Summer offering helps kids keep skills

As many as 5,000 students just released from their regular school routine boarded buses this week to

As many as 5,000 students just released from their regular school routine boarded buses this week to town recreation sites, among them children with special needs who attend programs designed to bolster their academic and social skills.

A partnership with the Shenendehowa Central School District and the town recreation department offers about 150 children with disabilities a way to take part in typical summer activities such as sports, swimming and learning woodworking or how to dance. Launched eight years ago, the program was the first of its kind, and, according to organizers, was used as a model for other districts seeking to serve the special needs population in the summer.

Kathy Durivage is a teacher in the district during the academic year, but for 10 weeks while school is out, she becomes summer school principal for the Concepts and Skills in Motion program. The largest percentage of children enrolled have autism or Asberger’s Syndrome. Others have cerebral palsy, Down syndrome or physical limitations requiring the use of wheelchairs. Students of all ages take part in a wide array of all-day activities designed to enhance their academic and social skills.

“Our goal is to keep kids up to speed in the progress they made with all their hard work during the school year,” Durivage said.

To keep that flow going, there are 14 summer classrooms open at Shatekon Elementary and Shenendahowa High School East, each with one teacher and two or three aides, offering speech, occupational and physical therapy, math and reading and social skills. Two days a week during the program, in session June 30 to Aug. 8, the youths head out to many of the town recreation sites for old-fashioned summer camp activities.

“We’re always looking for ways to integrate special needs children with other children, because they all get so much from the experience,” Durivage said. “They select the classes they want to try out. They’re interested in everything from cooking to rocket-science workshops.”

Mike Smith, director of student services for the district said another benefit from the town and district partnership is bringing together staff members who represent different schools of thought.

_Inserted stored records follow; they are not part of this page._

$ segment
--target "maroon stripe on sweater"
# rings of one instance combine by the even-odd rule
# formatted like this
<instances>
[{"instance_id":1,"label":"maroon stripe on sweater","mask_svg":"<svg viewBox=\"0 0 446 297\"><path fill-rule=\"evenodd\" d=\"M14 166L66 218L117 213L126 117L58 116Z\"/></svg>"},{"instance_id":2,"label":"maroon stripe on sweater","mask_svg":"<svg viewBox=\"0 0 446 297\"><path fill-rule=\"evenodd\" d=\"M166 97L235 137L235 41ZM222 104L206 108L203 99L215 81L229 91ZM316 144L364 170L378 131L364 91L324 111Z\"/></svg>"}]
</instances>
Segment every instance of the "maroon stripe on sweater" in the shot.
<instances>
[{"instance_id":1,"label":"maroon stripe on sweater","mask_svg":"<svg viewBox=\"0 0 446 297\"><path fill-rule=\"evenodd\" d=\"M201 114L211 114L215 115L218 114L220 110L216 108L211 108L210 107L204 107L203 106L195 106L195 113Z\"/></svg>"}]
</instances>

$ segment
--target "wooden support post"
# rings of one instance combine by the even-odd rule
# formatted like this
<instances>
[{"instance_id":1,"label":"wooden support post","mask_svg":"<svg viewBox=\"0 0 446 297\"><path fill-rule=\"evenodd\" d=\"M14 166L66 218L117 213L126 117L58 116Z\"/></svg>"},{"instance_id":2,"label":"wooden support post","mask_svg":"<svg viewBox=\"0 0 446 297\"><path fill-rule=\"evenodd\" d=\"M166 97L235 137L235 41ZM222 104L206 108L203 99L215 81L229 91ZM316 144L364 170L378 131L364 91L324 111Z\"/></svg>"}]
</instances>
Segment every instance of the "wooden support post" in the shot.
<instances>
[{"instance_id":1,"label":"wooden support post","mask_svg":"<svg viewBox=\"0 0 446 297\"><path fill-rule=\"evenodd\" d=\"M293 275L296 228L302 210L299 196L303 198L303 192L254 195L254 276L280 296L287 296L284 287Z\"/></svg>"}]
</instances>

“We’ve developed a very good working relationship with the town, and one of the best parts is the interaction between the young, enthusiastic camp counselors and our more seasoned teachers,” Smith said. “It’s an interesting dynamic that constantly evolves and personalizes the program each summer.”

Smith said before the Concepts and Skills in Motion program was offered, parents had few choices for places their children with physical or cognitive challenges could spend their summers.

“We want these kids to have access to their non-disabled peers rather than being continually spending time in a special education setting,” Smith said.

When they’re not heading out to camp programs, there’s a distinct focus on summer fun as the teachers break out of their serious mode and become silly.

“Each classroom has their own theme, like `under the sea,’” Smith said.

One teacher who specialized in coming up with different themes decided to try a cowboy atmosphere, he said. She lined up desks in a corral, brought in saddles and called the kids sheriffs.”

Smith said most teachers will incorporate an Olympics theme this summer.

Meanwhile, in the town recreation program, children this summer can try out archery, cheerleading, golf, theater, field hockey, crew, lacrosse, quilting, performing arts and creating their own comic books.

Although there are no formal tests done to track the progress of students in the program, organizers said watching the children all interact is its own reward.

Doreen Bazile is a social worker during the school year and camp director of the Collins Park site on Route 146 and Moe Road during the summer. Bazile said one of the joys of being with children during the relaxed days of summer is watching them gain broader awareness of the needs of others.

“We also have kids with medical needs, like diabetes, who may need certain treatments during the day, and it’s a teaching moment for everyone about being tolerant and accepting everyone just as they are,” Bazile said. “It warms your heart to see special needs children trying something new and succeeding, and also seeing other kids eager to help them out.”